Ces versions montrent un écart entre l’autorisation formelle et la capacité réelle d’expédier. L’approbation réglementaire ne résout pas à elle seule l’enregistrement des entreprises, les procédures de conformité, les documents, la logistique, les contrats commerciaux ou le coût d’accès aux acheteurs. Les sources ne précisent ni les entreprises autorisées, ni les espèces concernées, ni les destinations possibles dans l’UE, ni la date des premières livraisons.

La filière demande au gouvernement de garantir des débouchés

Les manifestants ont demandé aux autorités de résoudre le problème des exportations. ARKA a indiqué que les pisciculteurs souhaitaient rencontrer un vice-Premier ministre. Leur priorité porte sur les poissons vivants encore invendus et sur les produits surgelés renvoyés de la frontière russe.

Les articles disponibles n’expliquent pas les raisons de la suspension de la certification russe et ne détaillent pas les conditions de sa reprise.
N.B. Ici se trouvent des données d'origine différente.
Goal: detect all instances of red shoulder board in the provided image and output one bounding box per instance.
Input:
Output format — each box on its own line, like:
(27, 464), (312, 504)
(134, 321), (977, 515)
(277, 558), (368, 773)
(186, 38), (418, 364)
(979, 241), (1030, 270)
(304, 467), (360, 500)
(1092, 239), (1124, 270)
Ils ne donnent pas non plus la valeur de la production touchée, les volumes habituellement livrés par l’Arménie à la Russie, les prix à la production ou le nombre d’entreprises concernées. L’ampleur financière ne peut donc pas être calculée à partir des informations publiées.
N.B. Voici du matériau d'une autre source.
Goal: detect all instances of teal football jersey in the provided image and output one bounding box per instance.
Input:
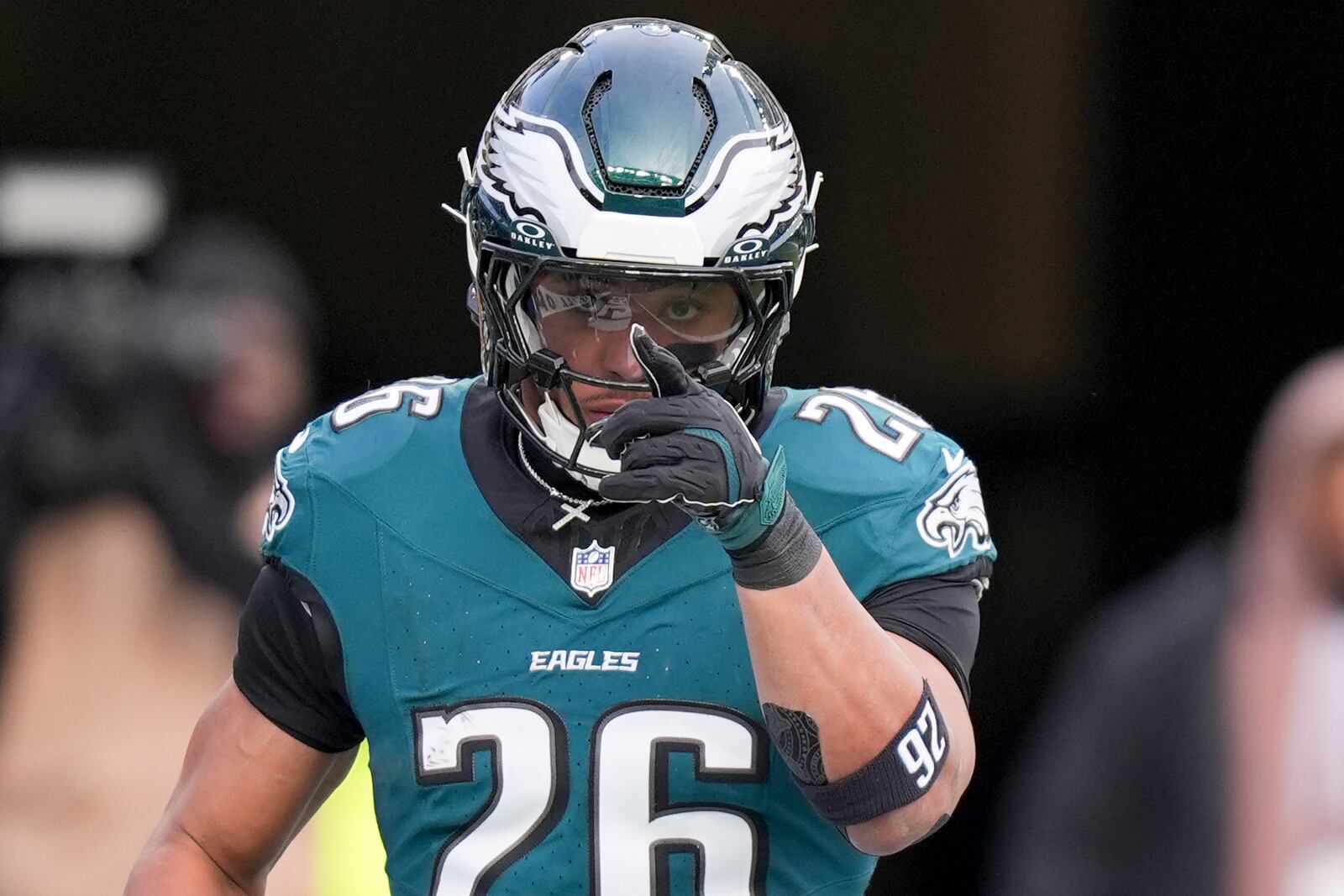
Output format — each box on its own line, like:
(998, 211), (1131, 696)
(264, 378), (995, 896)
Le temps constitue désormais le principal facteur pour les producteurs. La réouverture de la Russie rétablirait le marché auquel la production existante semblait destinée. Le développement des ventes dans l’UE exige encore de finaliser les dispositifs réglementaires et commerciaux. Tant qu’aucune voie ne sera opérationnelle, les exploitations devront gérer des stocks vivants invendus et des produits surgelés retournés sans débouché de remplacement confirmé de capacité comparable.